February 27, 2004

Age: 17 years 6 months 29 days

I don’t think that I like redacted anymore. It’s kind of sad. I mean, I would love to like them, and love for them to be the right person for me. But I just want to be friends for a long while, or at least until we go to college. I love them. I love how crazy they are, but we may not be good for each other. We could be, but I don’t know. Anyway, I’m great with being friends and never rushing anything. If it’s real, it will continue on in a year or two. But yeah, I would like to know them much better as a friend before anything happens. They’re still super cute though. I like a lot of things about them, but I need to know them better.

Anyway, I met with redacted yesterday and it was great. We get along really well and I would like to continue building a friendship. God, it was great. We talked about you. They told me what is going on in their life, all of their struggles and things. They really are an amazing person and I’m glad that you put them in my life. They feel removed from you, like you are testing them. They want to know what the future will be like for them, but you’re not telling them. That’s so frustrating. But God, they’ve got a good head. They cling to the hope you give them in those small doses. Don’t let them lose sight of you during this testing. I know that you will rescue them if they start the fall.

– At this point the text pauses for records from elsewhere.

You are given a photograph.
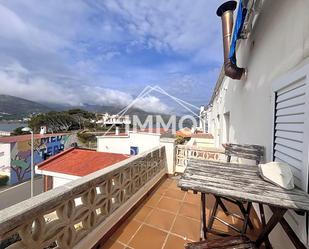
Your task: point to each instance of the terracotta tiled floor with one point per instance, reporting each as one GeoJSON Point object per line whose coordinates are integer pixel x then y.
{"type": "Point", "coordinates": [168, 219]}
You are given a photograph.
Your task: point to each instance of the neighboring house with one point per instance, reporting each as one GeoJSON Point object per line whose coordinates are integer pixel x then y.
{"type": "Point", "coordinates": [15, 153]}
{"type": "Point", "coordinates": [108, 120]}
{"type": "Point", "coordinates": [74, 163]}
{"type": "Point", "coordinates": [138, 142]}
{"type": "Point", "coordinates": [271, 106]}
{"type": "Point", "coordinates": [201, 141]}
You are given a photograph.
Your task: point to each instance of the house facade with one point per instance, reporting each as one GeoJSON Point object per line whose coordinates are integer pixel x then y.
{"type": "Point", "coordinates": [73, 164]}
{"type": "Point", "coordinates": [270, 107]}
{"type": "Point", "coordinates": [138, 142]}
{"type": "Point", "coordinates": [15, 153]}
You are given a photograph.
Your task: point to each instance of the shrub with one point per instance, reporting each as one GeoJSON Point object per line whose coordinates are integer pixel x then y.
{"type": "Point", "coordinates": [4, 180]}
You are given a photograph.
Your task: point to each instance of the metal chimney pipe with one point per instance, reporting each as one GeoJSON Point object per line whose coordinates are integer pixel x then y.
{"type": "Point", "coordinates": [225, 11]}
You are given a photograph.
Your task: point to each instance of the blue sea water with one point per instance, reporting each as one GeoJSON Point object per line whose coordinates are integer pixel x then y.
{"type": "Point", "coordinates": [10, 126]}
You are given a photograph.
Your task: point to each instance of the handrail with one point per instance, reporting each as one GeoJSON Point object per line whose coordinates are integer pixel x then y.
{"type": "Point", "coordinates": [79, 206]}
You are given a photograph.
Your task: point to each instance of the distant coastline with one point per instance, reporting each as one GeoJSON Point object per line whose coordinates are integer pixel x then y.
{"type": "Point", "coordinates": [10, 125]}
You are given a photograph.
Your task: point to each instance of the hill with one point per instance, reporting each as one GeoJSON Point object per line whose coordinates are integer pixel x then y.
{"type": "Point", "coordinates": [13, 107]}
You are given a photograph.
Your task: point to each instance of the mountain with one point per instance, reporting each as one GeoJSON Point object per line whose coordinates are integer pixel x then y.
{"type": "Point", "coordinates": [14, 107]}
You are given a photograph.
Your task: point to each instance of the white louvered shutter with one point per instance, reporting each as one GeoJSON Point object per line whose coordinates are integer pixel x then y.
{"type": "Point", "coordinates": [291, 133]}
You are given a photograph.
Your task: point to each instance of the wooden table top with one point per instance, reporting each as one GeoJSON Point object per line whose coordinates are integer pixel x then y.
{"type": "Point", "coordinates": [239, 181]}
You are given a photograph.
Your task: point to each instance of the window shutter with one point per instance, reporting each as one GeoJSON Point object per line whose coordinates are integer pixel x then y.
{"type": "Point", "coordinates": [290, 107]}
{"type": "Point", "coordinates": [291, 134]}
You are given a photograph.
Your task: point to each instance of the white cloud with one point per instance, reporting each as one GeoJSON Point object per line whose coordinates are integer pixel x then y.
{"type": "Point", "coordinates": [80, 51]}
{"type": "Point", "coordinates": [16, 81]}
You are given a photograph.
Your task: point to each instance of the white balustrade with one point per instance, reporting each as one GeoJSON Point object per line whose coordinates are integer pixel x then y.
{"type": "Point", "coordinates": [64, 216]}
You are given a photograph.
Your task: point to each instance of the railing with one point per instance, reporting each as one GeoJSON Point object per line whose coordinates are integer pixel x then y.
{"type": "Point", "coordinates": [184, 153]}
{"type": "Point", "coordinates": [78, 214]}
{"type": "Point", "coordinates": [5, 133]}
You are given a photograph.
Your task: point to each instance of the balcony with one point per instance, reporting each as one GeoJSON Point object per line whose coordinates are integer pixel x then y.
{"type": "Point", "coordinates": [131, 204]}
{"type": "Point", "coordinates": [167, 219]}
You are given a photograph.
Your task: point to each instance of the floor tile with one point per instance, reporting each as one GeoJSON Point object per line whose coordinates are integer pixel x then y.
{"type": "Point", "coordinates": [142, 213]}
{"type": "Point", "coordinates": [187, 227]}
{"type": "Point", "coordinates": [169, 204]}
{"type": "Point", "coordinates": [174, 185]}
{"type": "Point", "coordinates": [190, 210]}
{"type": "Point", "coordinates": [176, 194]}
{"type": "Point", "coordinates": [153, 200]}
{"type": "Point", "coordinates": [126, 231]}
{"type": "Point", "coordinates": [174, 242]}
{"type": "Point", "coordinates": [112, 245]}
{"type": "Point", "coordinates": [193, 198]}
{"type": "Point", "coordinates": [148, 238]}
{"type": "Point", "coordinates": [161, 219]}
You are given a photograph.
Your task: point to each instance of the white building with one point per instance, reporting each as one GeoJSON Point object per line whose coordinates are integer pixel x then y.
{"type": "Point", "coordinates": [134, 143]}
{"type": "Point", "coordinates": [271, 106]}
{"type": "Point", "coordinates": [108, 120]}
{"type": "Point", "coordinates": [73, 164]}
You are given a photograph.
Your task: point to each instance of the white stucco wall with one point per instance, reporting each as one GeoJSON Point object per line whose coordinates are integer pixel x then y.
{"type": "Point", "coordinates": [114, 144]}
{"type": "Point", "coordinates": [122, 144]}
{"type": "Point", "coordinates": [169, 144]}
{"type": "Point", "coordinates": [279, 43]}
{"type": "Point", "coordinates": [15, 194]}
{"type": "Point", "coordinates": [5, 158]}
{"type": "Point", "coordinates": [58, 181]}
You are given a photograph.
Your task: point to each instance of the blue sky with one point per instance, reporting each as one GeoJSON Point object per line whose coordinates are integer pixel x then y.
{"type": "Point", "coordinates": [106, 51]}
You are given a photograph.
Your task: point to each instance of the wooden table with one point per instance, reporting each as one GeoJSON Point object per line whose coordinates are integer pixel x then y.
{"type": "Point", "coordinates": [242, 182]}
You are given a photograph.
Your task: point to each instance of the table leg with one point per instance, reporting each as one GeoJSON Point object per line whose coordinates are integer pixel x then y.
{"type": "Point", "coordinates": [263, 219]}
{"type": "Point", "coordinates": [291, 234]}
{"type": "Point", "coordinates": [274, 220]}
{"type": "Point", "coordinates": [203, 217]}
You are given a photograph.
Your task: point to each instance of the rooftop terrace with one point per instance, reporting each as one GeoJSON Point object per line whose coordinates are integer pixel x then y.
{"type": "Point", "coordinates": [168, 219]}
{"type": "Point", "coordinates": [131, 204]}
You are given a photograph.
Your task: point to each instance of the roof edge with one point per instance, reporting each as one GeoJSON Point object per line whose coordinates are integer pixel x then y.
{"type": "Point", "coordinates": [55, 156]}
{"type": "Point", "coordinates": [217, 87]}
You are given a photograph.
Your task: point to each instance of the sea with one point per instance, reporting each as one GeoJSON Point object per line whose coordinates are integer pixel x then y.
{"type": "Point", "coordinates": [10, 126]}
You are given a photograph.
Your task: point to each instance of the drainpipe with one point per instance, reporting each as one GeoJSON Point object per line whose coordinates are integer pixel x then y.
{"type": "Point", "coordinates": [225, 11]}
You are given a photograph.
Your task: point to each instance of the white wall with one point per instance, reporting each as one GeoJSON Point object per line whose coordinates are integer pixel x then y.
{"type": "Point", "coordinates": [122, 144]}
{"type": "Point", "coordinates": [114, 144]}
{"type": "Point", "coordinates": [144, 141]}
{"type": "Point", "coordinates": [170, 151]}
{"type": "Point", "coordinates": [15, 194]}
{"type": "Point", "coordinates": [58, 181]}
{"type": "Point", "coordinates": [5, 158]}
{"type": "Point", "coordinates": [279, 43]}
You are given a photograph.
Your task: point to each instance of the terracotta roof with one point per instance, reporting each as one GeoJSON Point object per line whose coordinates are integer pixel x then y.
{"type": "Point", "coordinates": [202, 135]}
{"type": "Point", "coordinates": [154, 130]}
{"type": "Point", "coordinates": [80, 162]}
{"type": "Point", "coordinates": [193, 135]}
{"type": "Point", "coordinates": [13, 139]}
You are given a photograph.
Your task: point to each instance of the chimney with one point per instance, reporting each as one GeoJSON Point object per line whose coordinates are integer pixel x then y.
{"type": "Point", "coordinates": [225, 11]}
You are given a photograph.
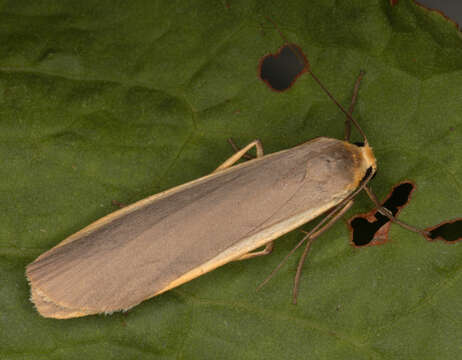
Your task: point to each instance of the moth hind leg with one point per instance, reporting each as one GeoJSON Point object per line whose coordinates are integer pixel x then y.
{"type": "Point", "coordinates": [266, 251]}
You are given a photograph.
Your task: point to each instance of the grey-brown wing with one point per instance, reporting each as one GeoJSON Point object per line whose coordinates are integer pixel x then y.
{"type": "Point", "coordinates": [121, 263]}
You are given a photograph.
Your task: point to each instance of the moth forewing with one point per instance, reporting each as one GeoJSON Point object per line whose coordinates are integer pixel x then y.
{"type": "Point", "coordinates": [170, 238]}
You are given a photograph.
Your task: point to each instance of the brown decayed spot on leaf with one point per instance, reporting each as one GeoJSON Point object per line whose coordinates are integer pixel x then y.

Also, this makes me anxious about you testing me. I’m sure it will happen soon. I’ll start praying to you and you’ll feel distance, removed. I don’t want to go through this testing period, but since it helps me throw it will be all right.

I still want a Bible study but I don’t want to start one, I want to have one. I can’t lecture, but we can meet and learn from each other. That’s a much better plan. Plus, everyone else has something they can teach the rest of us. I can’t be the only one teaching. My knowledge is insufficient.